I write this as a relatively new member of the Somers community. I have lived here for only about eighteen months, having arrived in September of 2018 as the new Priest in Charge (as we call it in my church) at St. Luke’s Episcopal Church, the columned white colonial-styled building right next to Bailey Park. Over the first sixteen months of my tenure, I came to know and love our parishioners, and also to enjoy conversing with the local merchants of the stores, restaurants and delis nearby, and my neighbors whom I passed walking in the mornings in the nearby Greenbriar neighborhood where I live. 

So the new imposition of restrictions on social interaction did not come easy for me. I must also admit my lack of grace and my reluctance to accept the restrictions as they have become more and more severe, and begin to feel even a more burdensome thing. All of this is made worse by the fact that I suffered a heart attack in mid-January, followed by emergency open-heart surgery, which was followed a week later by a stroke. Once I had gotten strong enough to begin physical therapy at our local Burke Rehab Clinic, and feeling back to myself, I suddenly had to face the fact that the joy of human touch would also be severely limited, as we are all being required to keep such strange distances from each other.

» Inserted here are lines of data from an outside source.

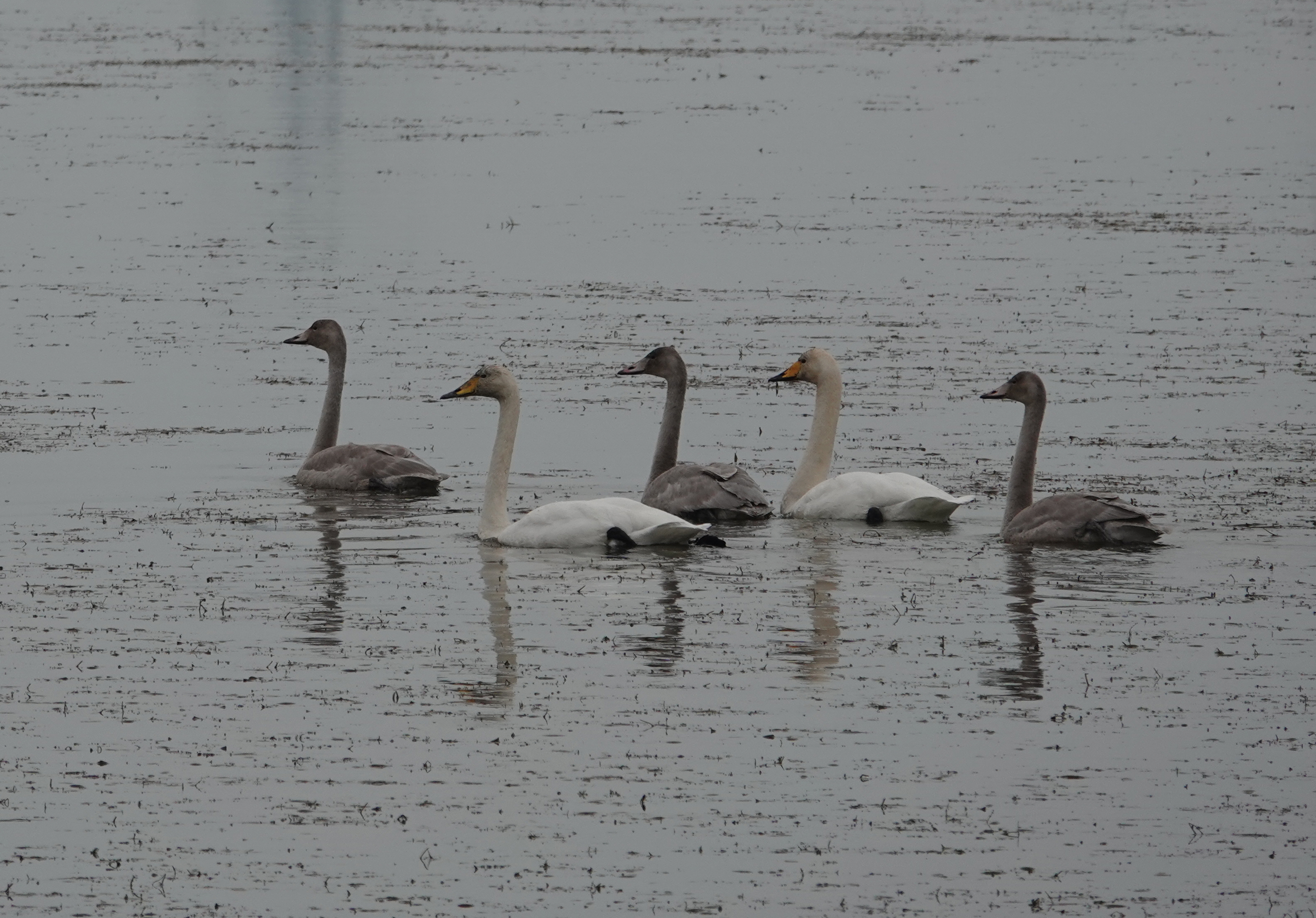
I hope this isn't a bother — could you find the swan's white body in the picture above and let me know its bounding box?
[773,348,974,523]
[442,366,708,548]
[783,471,972,523]
[495,498,708,548]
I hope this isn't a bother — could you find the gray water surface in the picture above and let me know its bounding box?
[0,0,1316,917]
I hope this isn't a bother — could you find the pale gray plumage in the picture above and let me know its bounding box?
[982,373,1165,546]
[284,319,448,494]
[617,346,773,522]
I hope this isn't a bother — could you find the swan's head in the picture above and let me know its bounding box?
[284,319,347,350]
[768,348,836,386]
[438,364,516,399]
[982,370,1046,404]
[617,346,686,379]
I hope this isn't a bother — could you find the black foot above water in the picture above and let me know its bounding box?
[608,525,636,548]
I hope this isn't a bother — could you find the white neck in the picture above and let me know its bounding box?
[480,378,521,539]
[649,364,686,482]
[782,356,842,514]
[310,344,347,456]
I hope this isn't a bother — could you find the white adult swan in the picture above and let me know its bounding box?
[768,348,974,524]
[617,348,773,520]
[983,373,1165,545]
[439,364,725,548]
[284,319,448,494]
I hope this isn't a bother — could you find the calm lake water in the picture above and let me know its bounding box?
[0,0,1316,918]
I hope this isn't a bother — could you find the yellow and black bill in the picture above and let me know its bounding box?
[438,375,480,399]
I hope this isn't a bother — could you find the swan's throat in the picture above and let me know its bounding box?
[479,389,521,539]
[782,367,842,514]
[1000,398,1046,531]
[649,366,686,482]
[307,345,347,458]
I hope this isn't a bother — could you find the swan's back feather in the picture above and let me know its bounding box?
[1001,493,1165,545]
[497,498,708,548]
[787,471,974,523]
[298,442,448,491]
[642,462,773,519]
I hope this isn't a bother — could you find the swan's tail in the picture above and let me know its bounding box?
[370,471,448,494]
[628,519,708,545]
[882,494,977,523]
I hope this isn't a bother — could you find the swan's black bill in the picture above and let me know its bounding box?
[768,361,803,382]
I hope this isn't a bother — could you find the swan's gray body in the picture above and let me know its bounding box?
[982,373,1165,546]
[617,348,773,522]
[284,319,448,494]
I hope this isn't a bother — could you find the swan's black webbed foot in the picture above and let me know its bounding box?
[608,525,636,548]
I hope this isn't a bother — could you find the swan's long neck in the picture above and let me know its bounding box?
[1000,395,1046,529]
[310,344,347,456]
[480,383,521,539]
[782,365,841,514]
[649,364,686,481]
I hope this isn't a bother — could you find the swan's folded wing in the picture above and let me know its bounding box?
[626,519,708,545]
[499,498,708,548]
[1001,493,1165,545]
[880,494,977,523]
[644,462,771,516]
[298,442,448,491]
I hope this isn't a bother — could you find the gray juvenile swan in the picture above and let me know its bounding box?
[439,364,727,548]
[617,348,773,522]
[284,319,448,494]
[982,373,1165,545]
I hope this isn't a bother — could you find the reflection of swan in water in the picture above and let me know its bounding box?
[613,566,686,676]
[290,493,409,648]
[457,545,516,707]
[983,549,1042,701]
[300,505,347,647]
[778,529,841,682]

I have decided to think of the things I am allowed and given the freedom to do, and just be grateful to be alive, especially in such a loving and welcoming community, rather than be resentful of all the innumerable things that seem to have been “taken,” such as sporting events, plays and concerts.  So I have made a list of the pleasing things that I am not prevented from doing. These are the things that are not “cancelled:”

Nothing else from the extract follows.